Os media também são responsáveis, porque procuram a todo o custo formas de vender. «Não há nada como uma mulher para vender. Vende aos homens, porque babam. Vende às mulheres, porque querem ser assim.» E é desta forma que nasce a fixação pela beleza e as suas consequências desastrosas, como a anorexia.

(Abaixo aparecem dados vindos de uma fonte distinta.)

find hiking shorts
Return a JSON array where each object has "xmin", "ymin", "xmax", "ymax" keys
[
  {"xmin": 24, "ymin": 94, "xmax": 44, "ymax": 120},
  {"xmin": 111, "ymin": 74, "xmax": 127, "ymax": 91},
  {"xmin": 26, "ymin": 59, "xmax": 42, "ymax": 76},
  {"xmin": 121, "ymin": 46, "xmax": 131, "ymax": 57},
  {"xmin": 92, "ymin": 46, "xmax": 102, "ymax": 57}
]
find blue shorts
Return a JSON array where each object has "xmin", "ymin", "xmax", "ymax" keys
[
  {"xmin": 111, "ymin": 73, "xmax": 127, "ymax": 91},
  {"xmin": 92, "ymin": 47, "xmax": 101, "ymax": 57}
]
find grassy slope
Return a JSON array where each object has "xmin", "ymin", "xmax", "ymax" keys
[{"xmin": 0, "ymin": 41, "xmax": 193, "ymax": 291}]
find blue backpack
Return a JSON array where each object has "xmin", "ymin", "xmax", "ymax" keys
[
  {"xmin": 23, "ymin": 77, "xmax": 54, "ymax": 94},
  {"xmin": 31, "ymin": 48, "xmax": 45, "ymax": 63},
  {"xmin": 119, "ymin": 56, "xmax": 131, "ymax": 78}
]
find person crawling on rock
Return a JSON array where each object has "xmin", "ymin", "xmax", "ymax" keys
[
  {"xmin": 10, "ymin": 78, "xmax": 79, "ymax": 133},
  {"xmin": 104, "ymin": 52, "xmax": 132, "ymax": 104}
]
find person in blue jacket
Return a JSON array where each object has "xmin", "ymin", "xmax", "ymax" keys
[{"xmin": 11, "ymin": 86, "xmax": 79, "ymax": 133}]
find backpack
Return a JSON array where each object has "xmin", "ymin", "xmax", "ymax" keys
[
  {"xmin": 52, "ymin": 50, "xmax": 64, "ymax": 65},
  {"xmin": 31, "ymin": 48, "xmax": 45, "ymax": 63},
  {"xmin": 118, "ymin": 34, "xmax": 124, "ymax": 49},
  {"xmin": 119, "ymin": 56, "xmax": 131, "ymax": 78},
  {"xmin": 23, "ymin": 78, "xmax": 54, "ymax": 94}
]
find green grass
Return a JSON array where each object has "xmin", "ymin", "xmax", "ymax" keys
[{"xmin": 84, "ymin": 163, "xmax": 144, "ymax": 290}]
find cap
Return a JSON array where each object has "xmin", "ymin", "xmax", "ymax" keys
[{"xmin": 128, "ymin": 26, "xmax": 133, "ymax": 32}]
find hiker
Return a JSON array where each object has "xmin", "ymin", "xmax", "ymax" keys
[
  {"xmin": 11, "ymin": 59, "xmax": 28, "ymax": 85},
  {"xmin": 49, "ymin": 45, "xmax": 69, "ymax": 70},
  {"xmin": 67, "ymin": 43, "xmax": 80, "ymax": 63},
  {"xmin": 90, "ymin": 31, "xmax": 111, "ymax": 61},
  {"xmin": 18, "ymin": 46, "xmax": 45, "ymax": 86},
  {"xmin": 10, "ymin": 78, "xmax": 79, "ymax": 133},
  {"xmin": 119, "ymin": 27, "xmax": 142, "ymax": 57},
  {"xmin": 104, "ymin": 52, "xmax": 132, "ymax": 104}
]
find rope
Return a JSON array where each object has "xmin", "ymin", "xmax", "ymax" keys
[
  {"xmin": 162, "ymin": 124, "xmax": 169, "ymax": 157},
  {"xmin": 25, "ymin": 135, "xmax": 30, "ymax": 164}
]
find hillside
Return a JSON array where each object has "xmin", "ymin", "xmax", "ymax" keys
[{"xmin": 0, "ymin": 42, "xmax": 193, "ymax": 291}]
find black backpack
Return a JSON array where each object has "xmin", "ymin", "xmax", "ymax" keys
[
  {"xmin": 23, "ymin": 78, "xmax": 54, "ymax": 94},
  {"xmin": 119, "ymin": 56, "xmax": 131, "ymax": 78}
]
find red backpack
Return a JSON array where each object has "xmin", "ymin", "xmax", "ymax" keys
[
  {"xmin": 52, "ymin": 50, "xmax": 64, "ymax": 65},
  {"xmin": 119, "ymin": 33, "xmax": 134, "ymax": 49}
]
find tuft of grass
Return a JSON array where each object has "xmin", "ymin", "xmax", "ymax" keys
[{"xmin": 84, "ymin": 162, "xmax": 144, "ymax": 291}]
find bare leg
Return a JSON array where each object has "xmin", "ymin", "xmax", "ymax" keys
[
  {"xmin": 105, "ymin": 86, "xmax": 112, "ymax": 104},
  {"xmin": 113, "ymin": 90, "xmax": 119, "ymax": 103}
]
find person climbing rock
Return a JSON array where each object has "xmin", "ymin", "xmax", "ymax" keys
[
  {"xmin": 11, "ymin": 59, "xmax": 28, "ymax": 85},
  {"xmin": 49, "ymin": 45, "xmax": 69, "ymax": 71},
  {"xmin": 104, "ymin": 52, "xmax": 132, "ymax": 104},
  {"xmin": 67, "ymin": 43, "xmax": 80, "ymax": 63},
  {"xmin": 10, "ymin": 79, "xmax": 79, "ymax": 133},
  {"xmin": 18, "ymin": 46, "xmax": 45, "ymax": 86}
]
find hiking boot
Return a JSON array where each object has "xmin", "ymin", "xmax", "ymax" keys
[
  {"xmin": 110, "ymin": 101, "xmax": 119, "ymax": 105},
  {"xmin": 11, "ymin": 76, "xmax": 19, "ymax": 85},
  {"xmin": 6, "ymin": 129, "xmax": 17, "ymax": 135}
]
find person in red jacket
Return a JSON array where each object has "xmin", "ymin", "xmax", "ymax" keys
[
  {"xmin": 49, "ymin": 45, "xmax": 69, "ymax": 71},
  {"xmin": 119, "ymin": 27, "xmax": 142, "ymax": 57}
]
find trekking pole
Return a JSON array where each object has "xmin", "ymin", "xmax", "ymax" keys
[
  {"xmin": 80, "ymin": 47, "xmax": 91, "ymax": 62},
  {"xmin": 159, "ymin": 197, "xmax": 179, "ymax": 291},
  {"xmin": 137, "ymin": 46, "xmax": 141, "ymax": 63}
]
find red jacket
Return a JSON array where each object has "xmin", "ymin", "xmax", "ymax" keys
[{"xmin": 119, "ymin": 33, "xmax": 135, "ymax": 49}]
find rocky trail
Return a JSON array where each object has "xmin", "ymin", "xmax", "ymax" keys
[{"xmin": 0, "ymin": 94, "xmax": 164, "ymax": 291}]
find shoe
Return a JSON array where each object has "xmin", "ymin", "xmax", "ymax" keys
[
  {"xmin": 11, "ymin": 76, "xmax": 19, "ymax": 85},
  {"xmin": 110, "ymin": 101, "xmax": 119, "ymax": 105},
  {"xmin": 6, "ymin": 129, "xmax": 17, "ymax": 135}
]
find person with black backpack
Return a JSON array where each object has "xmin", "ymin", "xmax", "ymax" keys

Talvez a melhor maneira de entender como a mulher é encarada pela sociedade é olhar para os comportamentos de rua. E, aí, não há dúvida que é muito mal tratada. Toda a mulher é obrigada a ouvir diariamente «bocas» menos próprias dos homens que por ela passam, ao ponto de muitas vezes se ver obrigada a mudar de passeio para fugir a prováveis ofensas. O mais grave é que, na opinião de muitos desses homens, trata-se de elogios e não de insultos.
«Tem a ver com a forma como o papel da mulher foi encarado até à pouco tempo», diz Liliana. «Havia a esposa pura, alva e fada do lar e a "mulher-diabo", aquela que se encontrava na rua e a quem os homens expressavam os desejos mais obscenos.»
«São práticas que vão sendo transmitidas, especialmente no contexto da construção civil onde os mais novos aprendem esses comportamentos com os mais velhos. Não acredito que um homem de meia idade que mande uma "boca" dessas imagine a filha ou a mulher a receber uma "boca" desse género por parte de outra pessoa.»